El chofer estaciona su camioneta negra justo en la entrada del hermético barrio privado: su lujosa casa, escondida entre las demás, recuerda a los caserones a todo culo que se ven en la películas de policías contra traficantes, con ese envidiado estilo mediterráneo, sus amplios arcos y columnas, la pileta climatizada y el infaltable spa, con aquellas palmeras artificiales al costado de un sendero de piedra que comunica al bunker con el mundo exterior, ese mundo dinámico y extraño en el que Marcelo parece triunfar siempre. Marcelo, con su traje y gafas negras, sale a toda velocidad para evitar el contacto visual tanto con Juan Carlos como con el chofer y, mediante algunas señas no del todo claras, da a entender que hoy, tras quince años de Candy Crush en el asiento de atrás, él estará al volante: es el momento de tomar las riendas de su vida.
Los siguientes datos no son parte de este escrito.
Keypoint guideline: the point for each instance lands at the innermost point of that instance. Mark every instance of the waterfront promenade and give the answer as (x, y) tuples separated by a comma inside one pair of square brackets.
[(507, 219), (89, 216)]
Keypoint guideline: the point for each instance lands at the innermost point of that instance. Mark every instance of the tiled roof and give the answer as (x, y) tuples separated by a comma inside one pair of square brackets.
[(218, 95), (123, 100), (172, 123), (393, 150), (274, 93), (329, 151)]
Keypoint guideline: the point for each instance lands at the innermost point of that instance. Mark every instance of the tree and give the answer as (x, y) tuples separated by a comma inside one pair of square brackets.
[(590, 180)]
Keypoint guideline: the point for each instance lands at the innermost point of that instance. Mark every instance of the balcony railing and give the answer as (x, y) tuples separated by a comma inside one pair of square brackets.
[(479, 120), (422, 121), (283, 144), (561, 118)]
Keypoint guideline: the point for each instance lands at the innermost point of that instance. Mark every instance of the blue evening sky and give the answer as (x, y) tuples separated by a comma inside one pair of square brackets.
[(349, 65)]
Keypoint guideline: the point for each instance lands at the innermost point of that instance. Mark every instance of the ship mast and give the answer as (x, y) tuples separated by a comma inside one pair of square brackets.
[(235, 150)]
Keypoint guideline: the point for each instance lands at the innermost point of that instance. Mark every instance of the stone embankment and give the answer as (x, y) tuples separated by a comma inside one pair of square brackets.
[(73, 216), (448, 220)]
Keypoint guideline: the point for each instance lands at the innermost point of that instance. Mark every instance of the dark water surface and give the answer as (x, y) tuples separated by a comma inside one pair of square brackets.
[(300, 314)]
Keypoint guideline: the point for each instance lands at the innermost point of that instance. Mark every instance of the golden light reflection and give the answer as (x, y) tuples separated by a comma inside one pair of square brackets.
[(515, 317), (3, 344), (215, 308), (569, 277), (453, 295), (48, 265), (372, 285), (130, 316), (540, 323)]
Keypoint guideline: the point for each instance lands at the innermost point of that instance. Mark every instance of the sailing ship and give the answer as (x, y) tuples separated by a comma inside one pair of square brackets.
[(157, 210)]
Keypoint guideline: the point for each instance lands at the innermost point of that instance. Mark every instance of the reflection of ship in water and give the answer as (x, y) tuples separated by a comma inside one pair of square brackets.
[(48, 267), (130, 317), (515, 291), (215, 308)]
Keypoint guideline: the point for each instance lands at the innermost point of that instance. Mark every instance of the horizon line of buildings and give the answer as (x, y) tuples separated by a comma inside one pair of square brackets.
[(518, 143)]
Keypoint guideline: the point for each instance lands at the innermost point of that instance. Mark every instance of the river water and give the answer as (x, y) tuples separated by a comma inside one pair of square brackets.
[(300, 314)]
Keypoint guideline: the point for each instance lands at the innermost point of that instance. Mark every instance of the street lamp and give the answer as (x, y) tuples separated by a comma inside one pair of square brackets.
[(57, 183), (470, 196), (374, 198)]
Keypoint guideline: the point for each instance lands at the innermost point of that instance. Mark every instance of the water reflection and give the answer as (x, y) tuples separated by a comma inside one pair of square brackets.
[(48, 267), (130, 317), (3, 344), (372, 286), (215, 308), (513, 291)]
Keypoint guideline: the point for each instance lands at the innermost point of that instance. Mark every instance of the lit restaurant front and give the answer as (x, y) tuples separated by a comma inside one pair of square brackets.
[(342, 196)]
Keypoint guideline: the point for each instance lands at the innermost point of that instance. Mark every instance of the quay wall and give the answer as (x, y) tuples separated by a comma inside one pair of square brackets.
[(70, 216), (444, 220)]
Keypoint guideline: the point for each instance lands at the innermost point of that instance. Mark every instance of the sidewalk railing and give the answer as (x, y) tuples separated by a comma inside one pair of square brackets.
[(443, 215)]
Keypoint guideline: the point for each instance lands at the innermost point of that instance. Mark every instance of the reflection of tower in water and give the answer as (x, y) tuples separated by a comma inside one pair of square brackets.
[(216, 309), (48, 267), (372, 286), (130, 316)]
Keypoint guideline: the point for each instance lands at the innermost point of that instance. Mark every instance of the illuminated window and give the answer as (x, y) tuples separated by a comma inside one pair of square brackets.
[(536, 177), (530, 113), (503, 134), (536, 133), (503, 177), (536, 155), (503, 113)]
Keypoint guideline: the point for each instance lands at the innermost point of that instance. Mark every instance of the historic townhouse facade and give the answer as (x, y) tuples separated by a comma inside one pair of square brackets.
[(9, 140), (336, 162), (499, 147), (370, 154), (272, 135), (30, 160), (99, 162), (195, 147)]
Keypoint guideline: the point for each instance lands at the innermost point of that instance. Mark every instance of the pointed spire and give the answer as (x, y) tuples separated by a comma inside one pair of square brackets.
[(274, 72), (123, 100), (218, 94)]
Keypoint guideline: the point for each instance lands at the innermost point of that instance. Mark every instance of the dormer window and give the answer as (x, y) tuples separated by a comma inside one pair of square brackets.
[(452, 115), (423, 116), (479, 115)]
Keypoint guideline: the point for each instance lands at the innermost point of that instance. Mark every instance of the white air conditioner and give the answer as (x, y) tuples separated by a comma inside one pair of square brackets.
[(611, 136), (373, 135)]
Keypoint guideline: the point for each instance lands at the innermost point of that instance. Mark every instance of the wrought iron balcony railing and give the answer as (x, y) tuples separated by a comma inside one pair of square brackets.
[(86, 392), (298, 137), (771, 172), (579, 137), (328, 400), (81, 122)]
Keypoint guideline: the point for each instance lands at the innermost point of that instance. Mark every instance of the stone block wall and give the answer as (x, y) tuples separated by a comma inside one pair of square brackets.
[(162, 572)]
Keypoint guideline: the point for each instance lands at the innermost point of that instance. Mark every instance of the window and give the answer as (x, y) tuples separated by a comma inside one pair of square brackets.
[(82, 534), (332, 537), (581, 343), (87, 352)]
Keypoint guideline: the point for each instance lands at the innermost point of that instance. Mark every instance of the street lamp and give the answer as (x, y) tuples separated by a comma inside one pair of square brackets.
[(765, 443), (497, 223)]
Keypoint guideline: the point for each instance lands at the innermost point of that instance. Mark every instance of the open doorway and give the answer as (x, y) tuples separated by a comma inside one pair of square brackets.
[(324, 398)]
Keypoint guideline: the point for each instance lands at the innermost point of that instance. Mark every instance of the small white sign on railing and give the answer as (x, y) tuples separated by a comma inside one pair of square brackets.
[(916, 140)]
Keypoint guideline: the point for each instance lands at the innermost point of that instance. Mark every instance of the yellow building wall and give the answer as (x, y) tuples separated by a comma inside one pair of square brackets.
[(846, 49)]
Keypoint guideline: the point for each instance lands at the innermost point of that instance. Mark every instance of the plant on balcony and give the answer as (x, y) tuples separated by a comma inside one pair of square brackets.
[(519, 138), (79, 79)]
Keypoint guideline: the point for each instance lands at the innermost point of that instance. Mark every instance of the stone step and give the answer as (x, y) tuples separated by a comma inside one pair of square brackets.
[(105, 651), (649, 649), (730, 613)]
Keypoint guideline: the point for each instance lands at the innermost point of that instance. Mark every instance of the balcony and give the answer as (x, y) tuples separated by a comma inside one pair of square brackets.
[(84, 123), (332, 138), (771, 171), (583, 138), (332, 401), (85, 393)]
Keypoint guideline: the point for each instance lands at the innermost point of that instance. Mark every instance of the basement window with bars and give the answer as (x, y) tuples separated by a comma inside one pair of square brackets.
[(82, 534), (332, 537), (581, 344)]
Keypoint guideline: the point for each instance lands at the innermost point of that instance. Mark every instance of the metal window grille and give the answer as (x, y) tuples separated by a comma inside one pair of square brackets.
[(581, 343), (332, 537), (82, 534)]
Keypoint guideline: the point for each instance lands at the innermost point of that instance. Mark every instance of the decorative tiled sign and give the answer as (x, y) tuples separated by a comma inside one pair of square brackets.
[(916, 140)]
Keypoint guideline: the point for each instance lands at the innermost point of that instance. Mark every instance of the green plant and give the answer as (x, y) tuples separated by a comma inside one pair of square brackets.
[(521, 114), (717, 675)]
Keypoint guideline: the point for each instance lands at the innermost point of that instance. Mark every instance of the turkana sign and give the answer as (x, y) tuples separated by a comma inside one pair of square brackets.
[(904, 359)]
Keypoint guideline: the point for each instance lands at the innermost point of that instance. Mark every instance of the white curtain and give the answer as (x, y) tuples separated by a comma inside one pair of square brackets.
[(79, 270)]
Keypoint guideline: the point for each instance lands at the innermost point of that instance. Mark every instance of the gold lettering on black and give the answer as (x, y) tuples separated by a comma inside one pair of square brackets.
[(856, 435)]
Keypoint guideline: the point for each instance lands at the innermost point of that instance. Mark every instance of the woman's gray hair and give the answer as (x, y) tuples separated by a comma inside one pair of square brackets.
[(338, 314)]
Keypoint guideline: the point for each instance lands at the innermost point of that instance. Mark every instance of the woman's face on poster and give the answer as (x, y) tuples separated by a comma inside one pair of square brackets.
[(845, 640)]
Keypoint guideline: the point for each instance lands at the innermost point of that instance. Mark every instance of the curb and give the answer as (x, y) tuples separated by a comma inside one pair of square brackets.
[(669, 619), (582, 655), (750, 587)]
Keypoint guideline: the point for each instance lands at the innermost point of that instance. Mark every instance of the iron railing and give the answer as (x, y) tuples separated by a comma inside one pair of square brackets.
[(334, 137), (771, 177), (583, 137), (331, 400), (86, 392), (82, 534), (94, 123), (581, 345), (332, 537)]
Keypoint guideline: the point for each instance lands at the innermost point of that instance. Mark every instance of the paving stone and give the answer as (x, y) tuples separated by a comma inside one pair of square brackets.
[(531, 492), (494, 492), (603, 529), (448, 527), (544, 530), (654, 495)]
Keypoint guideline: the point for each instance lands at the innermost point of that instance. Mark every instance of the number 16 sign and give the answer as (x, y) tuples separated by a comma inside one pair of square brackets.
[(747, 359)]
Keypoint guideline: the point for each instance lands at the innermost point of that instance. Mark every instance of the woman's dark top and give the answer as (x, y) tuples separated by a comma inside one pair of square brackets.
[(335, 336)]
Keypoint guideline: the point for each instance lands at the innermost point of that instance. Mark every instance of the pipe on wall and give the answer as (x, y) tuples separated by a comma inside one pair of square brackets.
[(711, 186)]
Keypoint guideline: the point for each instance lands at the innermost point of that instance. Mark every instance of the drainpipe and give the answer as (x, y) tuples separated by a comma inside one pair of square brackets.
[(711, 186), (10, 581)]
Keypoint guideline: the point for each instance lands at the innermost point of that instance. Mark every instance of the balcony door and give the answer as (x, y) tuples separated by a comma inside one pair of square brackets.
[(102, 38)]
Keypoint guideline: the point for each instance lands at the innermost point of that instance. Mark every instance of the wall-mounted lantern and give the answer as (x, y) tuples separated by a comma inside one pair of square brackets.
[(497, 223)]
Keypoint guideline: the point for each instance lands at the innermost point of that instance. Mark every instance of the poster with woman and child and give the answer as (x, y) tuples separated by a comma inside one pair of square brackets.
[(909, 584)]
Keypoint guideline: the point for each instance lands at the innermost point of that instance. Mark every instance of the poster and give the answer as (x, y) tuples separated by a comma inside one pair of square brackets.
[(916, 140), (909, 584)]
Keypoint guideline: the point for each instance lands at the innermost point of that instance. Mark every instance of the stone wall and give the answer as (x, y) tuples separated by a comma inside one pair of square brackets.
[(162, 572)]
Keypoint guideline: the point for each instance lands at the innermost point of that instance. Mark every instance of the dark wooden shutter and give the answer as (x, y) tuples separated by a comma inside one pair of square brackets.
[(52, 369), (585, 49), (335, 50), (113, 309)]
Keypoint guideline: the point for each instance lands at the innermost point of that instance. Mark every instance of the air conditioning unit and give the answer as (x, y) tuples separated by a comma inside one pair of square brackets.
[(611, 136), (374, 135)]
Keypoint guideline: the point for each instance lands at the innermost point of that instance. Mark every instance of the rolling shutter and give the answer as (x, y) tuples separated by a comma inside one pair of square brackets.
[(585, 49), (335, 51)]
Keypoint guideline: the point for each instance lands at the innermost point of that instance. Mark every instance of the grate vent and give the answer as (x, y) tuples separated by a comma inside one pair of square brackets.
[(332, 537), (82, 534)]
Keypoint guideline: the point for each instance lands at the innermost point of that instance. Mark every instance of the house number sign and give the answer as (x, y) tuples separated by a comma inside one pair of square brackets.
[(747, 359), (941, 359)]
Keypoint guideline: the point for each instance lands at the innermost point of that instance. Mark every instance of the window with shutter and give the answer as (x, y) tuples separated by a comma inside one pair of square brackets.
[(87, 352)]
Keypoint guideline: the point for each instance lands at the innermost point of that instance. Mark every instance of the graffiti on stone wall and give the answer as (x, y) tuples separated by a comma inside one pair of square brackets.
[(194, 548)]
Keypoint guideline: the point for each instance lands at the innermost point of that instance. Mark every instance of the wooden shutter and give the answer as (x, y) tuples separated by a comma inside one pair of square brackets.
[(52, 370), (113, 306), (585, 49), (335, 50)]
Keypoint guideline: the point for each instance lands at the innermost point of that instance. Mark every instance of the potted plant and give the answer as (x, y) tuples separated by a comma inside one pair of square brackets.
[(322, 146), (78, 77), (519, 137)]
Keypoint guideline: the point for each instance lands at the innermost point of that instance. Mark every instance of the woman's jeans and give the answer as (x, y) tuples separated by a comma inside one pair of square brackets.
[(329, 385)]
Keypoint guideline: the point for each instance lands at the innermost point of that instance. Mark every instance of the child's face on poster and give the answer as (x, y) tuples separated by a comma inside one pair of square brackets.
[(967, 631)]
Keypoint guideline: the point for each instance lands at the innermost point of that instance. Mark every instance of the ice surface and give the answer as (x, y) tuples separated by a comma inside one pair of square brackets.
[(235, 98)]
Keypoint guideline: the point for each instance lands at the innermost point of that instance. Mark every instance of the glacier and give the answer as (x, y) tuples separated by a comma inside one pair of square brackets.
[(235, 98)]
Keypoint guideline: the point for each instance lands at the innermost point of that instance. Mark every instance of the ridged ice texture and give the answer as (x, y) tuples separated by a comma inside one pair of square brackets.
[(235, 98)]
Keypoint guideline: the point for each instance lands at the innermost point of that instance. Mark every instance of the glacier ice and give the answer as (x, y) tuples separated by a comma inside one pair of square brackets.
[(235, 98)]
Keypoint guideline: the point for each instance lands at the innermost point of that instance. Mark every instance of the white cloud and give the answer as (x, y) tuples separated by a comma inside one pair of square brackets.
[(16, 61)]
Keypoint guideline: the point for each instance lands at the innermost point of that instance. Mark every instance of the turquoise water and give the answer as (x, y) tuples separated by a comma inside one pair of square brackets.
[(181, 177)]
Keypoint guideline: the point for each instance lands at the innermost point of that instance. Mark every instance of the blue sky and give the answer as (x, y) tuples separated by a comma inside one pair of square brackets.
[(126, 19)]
Gracias a un arrebato de lo que él mismo llamaría cordura, está a una palabra de despedir al chofer, un pobre cristiano llamado Beto que apadrinó luego de que quedara sin trabajo y quien fue durante años su fiel y silenciosa compañía. Se lo piensa mejor: no puede hacerle eso al pobre de Beto. Andá, Beto, le dice mientras le tiende tres billetes de mil pesos, andá y comprate un café. Es por esto que se sube a la camioneta, pone su disco preferido de Miranda! y pisa el acelerador rumbo a Escalada sin ayuda del GPS, porque es bien sabido que el GPS es una herramienta maliciosa que bloquea las auras naturales del ser humano para ubicarse en tiempo y espacio: Marcelo no necesita ayuda. Luego de unas tres horas de viaje, y de pedir algunas indicaciones por el camino, estaciona frente al dúplex del viejo y querido Ravi López.